For information only - not an official document.
Press Release No:  UNIS/SG/2582
Release Date:  31 May 2000
Secretary-General, Marking World Environment Day, 
Sees “No Easy Solutions”; 
Calls for Government Commitment to Conservation, Stewardship

 NEW YORK, 30 May (UN Headquarters) -- Following is the text of the message of Secretary-General Kofi Annan to mark World Environment Day, 5 June:

 We may be at the dawn of a new millennium, but the environmental problems we face are painfully familiar.  They may even be getting worse.  Despite the Earth Summit, and despite success stories like the Montreal Protocol to protect the Ozone Layer, human beings continue to plunder the global environment.  Unsustainable practices remain deeply embedded in the fabric of our daily lives.  We are failing to protect resources and ecosystems.  We are failing to invest enough in alternative technologies, especially for energy.  We are failing even to keep the debate alive.
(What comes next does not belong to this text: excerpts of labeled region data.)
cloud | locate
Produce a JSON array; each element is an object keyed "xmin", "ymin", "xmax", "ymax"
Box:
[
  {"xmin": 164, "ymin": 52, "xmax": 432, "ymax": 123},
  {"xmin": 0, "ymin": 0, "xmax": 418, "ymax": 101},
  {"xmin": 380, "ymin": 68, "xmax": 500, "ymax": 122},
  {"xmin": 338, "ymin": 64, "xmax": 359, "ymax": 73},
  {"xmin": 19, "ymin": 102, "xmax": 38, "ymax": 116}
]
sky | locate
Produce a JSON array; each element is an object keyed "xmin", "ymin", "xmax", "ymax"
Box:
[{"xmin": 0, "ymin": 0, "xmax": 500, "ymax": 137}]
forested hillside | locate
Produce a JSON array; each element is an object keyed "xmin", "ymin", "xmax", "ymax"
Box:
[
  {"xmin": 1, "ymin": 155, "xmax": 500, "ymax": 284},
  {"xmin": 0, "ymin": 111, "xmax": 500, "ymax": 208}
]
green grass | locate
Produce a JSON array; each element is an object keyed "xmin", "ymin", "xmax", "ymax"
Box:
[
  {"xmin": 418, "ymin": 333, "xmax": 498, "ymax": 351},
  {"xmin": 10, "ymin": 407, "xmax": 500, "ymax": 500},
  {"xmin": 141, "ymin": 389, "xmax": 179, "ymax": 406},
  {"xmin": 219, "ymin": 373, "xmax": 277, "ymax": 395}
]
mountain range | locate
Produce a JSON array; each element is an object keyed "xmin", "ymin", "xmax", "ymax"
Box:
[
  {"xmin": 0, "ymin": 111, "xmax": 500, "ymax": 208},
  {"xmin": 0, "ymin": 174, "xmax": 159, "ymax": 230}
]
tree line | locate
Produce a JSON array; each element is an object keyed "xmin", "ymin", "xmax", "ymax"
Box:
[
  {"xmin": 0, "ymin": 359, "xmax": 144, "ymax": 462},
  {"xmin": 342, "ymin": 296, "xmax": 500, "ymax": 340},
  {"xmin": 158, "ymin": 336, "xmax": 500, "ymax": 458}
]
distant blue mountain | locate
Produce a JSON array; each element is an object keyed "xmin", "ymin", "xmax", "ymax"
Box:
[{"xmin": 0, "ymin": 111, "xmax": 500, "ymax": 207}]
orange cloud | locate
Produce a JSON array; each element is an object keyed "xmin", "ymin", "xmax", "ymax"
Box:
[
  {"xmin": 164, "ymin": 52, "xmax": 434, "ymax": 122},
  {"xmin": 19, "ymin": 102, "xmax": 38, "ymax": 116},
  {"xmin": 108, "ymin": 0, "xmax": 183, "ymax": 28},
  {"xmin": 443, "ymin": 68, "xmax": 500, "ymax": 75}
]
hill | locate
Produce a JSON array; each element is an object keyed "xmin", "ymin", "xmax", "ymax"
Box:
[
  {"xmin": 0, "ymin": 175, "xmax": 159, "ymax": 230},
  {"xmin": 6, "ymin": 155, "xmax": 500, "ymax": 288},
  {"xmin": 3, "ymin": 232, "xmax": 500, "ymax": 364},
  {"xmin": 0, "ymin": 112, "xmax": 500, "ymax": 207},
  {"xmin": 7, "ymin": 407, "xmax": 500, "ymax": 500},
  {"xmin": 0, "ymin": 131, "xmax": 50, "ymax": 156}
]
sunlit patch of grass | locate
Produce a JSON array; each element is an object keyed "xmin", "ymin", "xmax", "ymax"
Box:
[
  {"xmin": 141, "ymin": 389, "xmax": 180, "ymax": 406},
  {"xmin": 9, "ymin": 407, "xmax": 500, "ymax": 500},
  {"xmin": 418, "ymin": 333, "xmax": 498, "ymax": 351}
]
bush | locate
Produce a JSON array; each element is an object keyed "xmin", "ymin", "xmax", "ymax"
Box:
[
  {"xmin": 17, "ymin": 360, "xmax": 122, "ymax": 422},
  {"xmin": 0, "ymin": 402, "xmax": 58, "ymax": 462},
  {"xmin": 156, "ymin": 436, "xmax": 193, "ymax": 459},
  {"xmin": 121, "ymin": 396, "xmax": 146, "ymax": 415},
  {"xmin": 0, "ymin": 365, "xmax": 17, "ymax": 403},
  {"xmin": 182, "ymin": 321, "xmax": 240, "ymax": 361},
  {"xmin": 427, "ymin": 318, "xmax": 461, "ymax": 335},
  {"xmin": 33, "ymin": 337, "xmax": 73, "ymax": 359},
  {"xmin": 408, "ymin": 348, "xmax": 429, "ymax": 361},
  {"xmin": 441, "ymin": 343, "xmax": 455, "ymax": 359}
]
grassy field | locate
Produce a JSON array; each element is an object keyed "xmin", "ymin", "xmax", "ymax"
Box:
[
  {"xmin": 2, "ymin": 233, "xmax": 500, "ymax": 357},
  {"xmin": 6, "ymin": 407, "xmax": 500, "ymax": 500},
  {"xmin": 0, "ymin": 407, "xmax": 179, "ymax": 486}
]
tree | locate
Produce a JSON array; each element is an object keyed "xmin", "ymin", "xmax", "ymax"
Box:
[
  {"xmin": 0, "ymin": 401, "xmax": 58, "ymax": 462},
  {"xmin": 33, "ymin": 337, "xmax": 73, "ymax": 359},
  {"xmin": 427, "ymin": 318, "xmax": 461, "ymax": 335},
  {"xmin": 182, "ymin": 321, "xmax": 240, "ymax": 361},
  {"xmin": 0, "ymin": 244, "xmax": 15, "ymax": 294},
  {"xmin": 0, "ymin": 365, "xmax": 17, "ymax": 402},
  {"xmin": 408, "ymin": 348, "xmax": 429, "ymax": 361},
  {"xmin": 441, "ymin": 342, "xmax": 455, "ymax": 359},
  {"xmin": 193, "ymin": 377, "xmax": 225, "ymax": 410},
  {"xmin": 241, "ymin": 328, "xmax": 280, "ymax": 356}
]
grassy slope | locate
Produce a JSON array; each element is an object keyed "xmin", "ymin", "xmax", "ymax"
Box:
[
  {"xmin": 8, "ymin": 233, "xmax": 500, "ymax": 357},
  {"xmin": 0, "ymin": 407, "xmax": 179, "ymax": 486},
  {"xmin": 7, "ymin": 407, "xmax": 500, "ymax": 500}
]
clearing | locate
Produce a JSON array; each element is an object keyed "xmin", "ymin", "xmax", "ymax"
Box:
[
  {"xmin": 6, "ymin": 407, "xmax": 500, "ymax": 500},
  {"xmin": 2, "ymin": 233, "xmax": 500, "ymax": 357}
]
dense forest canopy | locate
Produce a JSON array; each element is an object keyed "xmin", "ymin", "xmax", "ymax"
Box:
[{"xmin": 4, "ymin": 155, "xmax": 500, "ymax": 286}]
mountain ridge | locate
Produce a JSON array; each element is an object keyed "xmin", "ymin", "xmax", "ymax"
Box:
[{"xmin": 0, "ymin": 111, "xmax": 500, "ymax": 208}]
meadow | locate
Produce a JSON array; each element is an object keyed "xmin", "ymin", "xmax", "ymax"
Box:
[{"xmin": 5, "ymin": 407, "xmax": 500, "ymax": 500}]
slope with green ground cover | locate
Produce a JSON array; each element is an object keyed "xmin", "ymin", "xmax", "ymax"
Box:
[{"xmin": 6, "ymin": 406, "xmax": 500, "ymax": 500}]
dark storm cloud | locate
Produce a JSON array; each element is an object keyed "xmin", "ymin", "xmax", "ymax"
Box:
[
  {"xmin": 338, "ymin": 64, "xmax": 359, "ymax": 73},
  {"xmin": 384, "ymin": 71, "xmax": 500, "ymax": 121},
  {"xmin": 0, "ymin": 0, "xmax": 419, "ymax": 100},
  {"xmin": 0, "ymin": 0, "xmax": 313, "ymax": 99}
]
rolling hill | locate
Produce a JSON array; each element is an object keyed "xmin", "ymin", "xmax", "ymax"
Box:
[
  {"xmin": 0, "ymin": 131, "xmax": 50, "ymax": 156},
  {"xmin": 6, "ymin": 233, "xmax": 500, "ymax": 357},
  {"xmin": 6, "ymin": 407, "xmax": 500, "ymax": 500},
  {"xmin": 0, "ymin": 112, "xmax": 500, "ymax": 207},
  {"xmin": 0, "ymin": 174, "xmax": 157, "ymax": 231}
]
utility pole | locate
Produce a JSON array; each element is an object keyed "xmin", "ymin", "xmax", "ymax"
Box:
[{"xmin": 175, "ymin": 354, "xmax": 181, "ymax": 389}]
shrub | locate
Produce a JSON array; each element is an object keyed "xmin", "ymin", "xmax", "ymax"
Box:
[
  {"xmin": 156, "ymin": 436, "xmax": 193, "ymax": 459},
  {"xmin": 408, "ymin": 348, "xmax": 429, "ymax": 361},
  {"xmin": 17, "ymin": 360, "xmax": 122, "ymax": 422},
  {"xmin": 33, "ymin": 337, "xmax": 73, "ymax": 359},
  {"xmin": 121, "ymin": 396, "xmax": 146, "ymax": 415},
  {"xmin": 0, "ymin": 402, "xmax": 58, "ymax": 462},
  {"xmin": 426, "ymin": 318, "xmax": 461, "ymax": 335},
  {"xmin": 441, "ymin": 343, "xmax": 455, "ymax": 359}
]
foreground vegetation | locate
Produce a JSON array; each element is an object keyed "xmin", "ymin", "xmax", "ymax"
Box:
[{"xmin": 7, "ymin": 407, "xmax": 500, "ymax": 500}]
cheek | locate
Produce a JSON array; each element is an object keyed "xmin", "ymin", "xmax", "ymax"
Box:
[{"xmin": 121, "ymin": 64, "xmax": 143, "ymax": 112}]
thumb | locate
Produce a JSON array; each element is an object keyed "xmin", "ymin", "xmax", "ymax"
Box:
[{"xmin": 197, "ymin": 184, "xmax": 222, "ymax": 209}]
 These are deeply troubling trends.  I recommend four priorities for reversing them.

 First, we need a major public education effort.  Understanding of the challenges we face is alarmingly low. Corporations and consumers alike need to recognize that their choices can have significant consequences.  Schools and civil society groups have a crucial role to play.
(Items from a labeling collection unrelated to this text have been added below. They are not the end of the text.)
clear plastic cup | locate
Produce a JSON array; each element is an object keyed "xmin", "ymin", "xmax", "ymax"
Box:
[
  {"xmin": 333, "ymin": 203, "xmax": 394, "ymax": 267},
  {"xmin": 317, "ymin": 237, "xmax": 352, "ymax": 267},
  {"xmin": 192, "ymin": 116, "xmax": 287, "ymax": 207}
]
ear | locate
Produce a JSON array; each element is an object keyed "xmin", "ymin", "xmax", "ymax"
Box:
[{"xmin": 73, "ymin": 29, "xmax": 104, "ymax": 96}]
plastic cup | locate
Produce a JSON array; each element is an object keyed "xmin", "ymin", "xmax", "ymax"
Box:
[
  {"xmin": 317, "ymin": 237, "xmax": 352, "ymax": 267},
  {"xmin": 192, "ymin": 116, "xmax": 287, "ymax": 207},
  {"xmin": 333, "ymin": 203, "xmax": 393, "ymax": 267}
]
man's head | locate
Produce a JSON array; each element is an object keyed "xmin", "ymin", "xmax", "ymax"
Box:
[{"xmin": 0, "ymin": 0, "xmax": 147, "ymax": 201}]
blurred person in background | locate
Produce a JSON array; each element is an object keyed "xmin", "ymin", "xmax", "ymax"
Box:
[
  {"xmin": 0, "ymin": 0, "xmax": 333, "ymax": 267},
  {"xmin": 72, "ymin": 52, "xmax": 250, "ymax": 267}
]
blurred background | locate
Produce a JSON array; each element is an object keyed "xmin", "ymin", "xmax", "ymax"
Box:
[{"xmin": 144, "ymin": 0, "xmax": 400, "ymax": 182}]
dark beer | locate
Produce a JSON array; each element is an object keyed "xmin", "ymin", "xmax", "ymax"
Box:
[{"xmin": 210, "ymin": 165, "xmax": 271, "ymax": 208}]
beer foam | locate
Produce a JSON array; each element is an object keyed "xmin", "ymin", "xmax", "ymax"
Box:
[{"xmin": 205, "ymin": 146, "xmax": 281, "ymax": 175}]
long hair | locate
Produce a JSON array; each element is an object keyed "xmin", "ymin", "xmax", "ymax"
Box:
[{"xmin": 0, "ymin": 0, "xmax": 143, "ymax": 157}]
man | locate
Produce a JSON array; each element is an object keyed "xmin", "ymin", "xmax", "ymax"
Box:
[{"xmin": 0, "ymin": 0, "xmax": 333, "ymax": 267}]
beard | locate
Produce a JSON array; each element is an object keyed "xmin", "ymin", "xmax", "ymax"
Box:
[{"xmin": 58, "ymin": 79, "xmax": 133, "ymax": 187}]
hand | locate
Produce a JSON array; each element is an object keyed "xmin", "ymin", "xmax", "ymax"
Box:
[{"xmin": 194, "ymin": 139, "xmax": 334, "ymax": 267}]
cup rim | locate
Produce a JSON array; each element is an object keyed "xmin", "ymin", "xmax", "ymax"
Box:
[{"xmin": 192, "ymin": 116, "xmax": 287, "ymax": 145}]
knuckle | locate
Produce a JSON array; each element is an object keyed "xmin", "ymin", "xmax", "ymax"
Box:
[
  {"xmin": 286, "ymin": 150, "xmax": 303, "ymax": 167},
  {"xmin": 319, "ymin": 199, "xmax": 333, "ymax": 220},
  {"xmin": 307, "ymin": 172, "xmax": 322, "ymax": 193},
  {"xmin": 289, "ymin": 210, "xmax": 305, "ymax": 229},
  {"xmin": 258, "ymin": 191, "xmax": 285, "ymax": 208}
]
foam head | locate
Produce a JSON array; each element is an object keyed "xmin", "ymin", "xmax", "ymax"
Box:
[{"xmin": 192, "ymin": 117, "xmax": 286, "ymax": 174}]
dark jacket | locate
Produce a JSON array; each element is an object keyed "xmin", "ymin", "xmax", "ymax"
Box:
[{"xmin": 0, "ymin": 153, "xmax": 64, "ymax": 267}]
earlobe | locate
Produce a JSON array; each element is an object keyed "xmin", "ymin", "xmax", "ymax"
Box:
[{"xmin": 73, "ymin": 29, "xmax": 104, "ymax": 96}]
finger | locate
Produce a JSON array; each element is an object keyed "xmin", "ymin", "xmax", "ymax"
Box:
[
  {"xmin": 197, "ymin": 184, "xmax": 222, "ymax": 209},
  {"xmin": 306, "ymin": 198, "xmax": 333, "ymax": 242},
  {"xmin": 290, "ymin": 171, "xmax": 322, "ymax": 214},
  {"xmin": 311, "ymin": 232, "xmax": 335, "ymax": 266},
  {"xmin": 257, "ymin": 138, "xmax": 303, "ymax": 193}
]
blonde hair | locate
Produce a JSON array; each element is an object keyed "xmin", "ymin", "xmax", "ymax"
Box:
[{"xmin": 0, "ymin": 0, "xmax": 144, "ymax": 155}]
 Second, environmental issues must be fundamentally repositioned in the policy-making arena.  The environment must become better integrated into mainstream economic policy, and the surest way is through green accounting.

 Third, Governments must not only create environmental agreements, they must enforce them.  They can, for example, cut the subsidies that sustain environmentally harmful activities each and every year.  They can also devise more environment-friendly incentives for markets to respond to.

 And fourth, we need sound scientific information.  This is the only basis for effective policy, yet large gaps in our knowledge remain.

 Technological breakthroughs that are unimaginable today may well solve some of the environmental challenges we face.  But it would be foolish to count on them and to continue with business as usual.  The theme for this year's World Environment Day says it best:  the year 2000 begins the environment millennium; the time to act is now.  There will be no easy solutions.  Unpleasant ecological surprises lie ahead.  But the start of the new century could not be a more opportune time to commit ourselves -- peoples as well as governments -- to a new ethic of conservation and stewardship.